两人有一搭没一搭地聊着从前的事,不知不觉就到了十点多。直到店员过来提醒要关门了,他们才慢悠悠地起身离开。走出店门,寒风裹挟着细碎的雪花飘下来,落在脸上冰凉刺骨。黄泽坤想都没想,脱下外套披在郑西身上,带着他体温的暖意瞬间裹住了她,驱散了大半寒意。
“下雪了啊。”郑西抬头望着天空,雪花落在睫毛上,冰凉一片。她转过头,声音轻轻的,带着一丝不易察觉的祈求:“阿坤,你还是要回去的,对不对?”
黄泽坤轻轻“嗯”了一声,声音低得像叹息,藏着说不尽的无奈。
眼泪又忍不住涌了上来。郑西停下脚步,仰着头看着他,鼓起全身的勇气问:“阿坤,你这些年,有交新的女朋友吗?”
黄泽坤摇了摇头,眼神复杂地看着她,里面有她读不懂的哀伤。
郑西瞬间欣喜起来,紧紧抓住他的手,眼里闪着光:“那你留在国内好不好?你当年不是想考清华吗?我们可以一起努力,这样就能常常见面了!”

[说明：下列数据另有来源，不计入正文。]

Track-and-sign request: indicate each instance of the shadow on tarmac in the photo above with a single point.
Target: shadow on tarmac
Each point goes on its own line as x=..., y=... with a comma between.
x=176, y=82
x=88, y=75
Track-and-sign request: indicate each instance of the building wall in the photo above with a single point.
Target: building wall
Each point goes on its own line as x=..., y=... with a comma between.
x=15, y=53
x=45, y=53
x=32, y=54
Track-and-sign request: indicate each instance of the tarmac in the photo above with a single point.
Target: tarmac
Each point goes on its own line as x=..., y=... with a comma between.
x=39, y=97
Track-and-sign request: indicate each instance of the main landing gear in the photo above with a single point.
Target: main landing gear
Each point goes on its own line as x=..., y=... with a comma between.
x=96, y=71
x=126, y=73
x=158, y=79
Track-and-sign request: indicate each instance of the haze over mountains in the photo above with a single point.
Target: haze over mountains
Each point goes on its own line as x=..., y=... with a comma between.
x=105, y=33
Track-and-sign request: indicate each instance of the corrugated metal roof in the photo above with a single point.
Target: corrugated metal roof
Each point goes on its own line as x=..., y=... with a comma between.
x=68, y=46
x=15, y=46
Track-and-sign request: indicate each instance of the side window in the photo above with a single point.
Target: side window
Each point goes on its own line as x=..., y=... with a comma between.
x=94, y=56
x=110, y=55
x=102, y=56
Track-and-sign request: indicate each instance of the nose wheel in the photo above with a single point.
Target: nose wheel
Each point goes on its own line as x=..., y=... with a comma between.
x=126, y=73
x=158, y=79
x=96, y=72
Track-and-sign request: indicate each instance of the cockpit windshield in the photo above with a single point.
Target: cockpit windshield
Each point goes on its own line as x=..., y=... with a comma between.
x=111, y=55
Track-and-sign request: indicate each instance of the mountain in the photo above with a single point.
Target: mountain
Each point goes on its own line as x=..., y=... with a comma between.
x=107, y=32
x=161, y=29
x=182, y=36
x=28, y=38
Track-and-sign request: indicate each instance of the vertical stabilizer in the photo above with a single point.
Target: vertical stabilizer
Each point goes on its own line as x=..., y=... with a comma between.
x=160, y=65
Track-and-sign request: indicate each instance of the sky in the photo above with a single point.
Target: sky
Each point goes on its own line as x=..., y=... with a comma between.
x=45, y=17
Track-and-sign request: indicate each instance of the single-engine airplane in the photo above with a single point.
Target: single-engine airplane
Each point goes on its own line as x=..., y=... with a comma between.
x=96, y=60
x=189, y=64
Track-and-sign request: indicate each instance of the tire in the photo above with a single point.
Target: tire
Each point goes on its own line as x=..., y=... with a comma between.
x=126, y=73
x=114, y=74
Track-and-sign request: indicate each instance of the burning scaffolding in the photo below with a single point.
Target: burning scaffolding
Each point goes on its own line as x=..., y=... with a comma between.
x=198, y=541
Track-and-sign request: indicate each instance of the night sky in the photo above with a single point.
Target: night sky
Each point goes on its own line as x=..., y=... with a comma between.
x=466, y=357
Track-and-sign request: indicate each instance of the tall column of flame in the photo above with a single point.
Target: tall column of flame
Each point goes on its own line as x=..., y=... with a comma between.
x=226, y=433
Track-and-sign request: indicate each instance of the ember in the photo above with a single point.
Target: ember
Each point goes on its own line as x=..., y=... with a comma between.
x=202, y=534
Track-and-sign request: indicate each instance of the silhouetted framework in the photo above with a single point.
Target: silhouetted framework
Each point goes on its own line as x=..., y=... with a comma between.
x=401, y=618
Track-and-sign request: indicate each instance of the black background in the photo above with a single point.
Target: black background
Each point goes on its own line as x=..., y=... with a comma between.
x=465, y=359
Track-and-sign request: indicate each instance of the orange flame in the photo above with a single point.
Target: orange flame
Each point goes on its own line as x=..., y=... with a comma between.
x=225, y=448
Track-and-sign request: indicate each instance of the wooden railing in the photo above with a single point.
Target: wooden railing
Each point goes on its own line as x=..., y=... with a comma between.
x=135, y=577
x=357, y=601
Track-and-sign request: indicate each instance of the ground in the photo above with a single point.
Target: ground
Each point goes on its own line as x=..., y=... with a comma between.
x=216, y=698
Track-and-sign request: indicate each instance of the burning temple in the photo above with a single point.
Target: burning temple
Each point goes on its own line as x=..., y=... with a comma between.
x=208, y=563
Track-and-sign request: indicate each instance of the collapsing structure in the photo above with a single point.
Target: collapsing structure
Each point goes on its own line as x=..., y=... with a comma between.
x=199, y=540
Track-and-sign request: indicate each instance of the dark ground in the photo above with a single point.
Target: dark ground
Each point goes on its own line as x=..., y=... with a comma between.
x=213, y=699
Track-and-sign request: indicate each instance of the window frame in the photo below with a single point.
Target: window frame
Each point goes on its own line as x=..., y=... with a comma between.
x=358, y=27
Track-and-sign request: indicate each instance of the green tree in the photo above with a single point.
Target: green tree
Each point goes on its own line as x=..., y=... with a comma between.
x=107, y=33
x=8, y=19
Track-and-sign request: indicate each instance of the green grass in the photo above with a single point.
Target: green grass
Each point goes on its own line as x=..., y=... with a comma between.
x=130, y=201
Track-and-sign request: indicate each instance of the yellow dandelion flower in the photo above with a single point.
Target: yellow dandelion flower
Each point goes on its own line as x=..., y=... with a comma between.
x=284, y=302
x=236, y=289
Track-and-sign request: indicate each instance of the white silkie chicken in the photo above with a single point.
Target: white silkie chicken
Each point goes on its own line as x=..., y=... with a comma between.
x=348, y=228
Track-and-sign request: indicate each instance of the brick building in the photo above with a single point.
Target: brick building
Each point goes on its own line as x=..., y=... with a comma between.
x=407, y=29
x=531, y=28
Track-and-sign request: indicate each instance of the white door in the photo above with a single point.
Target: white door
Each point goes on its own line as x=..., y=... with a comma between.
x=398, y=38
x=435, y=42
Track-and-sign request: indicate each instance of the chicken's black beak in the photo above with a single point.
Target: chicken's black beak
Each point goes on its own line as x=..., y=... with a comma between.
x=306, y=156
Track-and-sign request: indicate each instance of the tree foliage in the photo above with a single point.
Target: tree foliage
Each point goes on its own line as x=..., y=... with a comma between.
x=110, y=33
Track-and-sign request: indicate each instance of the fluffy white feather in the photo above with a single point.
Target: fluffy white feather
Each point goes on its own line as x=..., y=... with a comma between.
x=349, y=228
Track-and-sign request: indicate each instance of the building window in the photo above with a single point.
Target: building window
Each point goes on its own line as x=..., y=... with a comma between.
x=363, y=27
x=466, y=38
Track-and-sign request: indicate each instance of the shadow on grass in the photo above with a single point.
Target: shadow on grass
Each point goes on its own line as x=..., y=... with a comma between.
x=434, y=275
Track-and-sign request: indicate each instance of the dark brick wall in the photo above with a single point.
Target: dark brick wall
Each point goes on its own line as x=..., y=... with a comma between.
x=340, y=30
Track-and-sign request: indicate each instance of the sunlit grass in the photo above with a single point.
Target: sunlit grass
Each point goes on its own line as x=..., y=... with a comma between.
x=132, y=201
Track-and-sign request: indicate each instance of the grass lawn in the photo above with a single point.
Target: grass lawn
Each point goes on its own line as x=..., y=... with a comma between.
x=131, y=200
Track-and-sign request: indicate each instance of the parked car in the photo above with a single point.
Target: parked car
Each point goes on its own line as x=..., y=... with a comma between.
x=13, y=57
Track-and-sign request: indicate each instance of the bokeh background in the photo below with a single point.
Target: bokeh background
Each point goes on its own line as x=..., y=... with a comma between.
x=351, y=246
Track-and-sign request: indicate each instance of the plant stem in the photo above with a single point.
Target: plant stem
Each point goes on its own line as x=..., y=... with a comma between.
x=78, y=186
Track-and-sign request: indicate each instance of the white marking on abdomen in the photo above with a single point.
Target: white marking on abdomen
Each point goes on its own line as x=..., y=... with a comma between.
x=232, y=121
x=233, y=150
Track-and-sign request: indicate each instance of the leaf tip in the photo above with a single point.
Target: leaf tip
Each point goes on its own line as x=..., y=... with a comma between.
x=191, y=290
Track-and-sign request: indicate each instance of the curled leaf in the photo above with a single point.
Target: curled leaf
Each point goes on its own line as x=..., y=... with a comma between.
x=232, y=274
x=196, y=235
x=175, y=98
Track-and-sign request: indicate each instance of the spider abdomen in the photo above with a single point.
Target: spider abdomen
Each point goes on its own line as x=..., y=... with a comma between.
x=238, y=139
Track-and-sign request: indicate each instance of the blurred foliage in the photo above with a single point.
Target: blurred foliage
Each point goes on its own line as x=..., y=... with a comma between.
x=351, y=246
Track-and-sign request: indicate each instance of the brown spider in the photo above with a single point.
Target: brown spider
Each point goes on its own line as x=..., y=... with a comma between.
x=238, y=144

黄泽坤伸出手,轻轻摸了摸她的脸,指尖带着凉意。他微微叹了口气,语气里满是无奈:“我不可能回国读书的。”
“那你毕业以后呢?”郑西的声音哽咽了,眼泪又掉了下来,“阿坤,你是不是真的不要我了?”
黄泽坤没有说话,只是握着她的手,慢慢往前走。他的步子依旧很慢,不复当年的稳健有力。走到路口,他拦了一辆出租车,和郑西一起坐了上去。到了郑西家楼下,郑西拉着他的手不肯放,哭着说:“阿坤,我真的不想再离开你了,你别这样对我好不好?”
黄泽坤的眼眶也红了,视线模糊一片,却还是强忍着哭腔,声音沙哑:“郑西,回家吧,外面冷。”
两人在楼下僵持了很久。郑西吸了吸鼻子,带着最后一丝希望问:“那我们明天还能见面的,对不对?”
黄泽坤点了点头,声音很轻:“快上去吧,别冻着了。”
“那你告诉我你的电话。”郑西急忙问。
“我在国内没办号码。”
“那我怎么联系你?”郑西急了,声音都在抖。
“我会来找你的。”黄泽坤的声音很轻,却带着一种让人安心的力量,像承诺,又像安慰。
最后,郑西还是不情不愿地回了家。她走到门口,忍不住回头看了一眼,黄泽坤还站在原地,静静地看着她的方向。直到听到关门的声响,他才缓缓转过身,一步一步走出了小区。路上,压抑了许久的眼泪终于掉了下来,他走到路边的大树旁,狠狠一拳砸了上去,树干震颤,鲜血顺着指缝流了下来,混着雪花落在地上。他望着郑西家的方向,一遍又一遍地喃喃自语:“对不起,郑西,对不起……”
可郑西等了一天又一天,黄泽坤再也没有出现过。她跑去他家找他,邻居说他们家早就搬走了,房子也托朋友挂出去售卖,大概率是不会再回国了。郑西在黄泽坤家楼下哭了三天三夜,眼泪哭干了,心也彻底凉了。只是那句“我会来找你的”,像一道刻痕,深深留在了她的心底,挥之不去,成了支撑她的最后一点念想。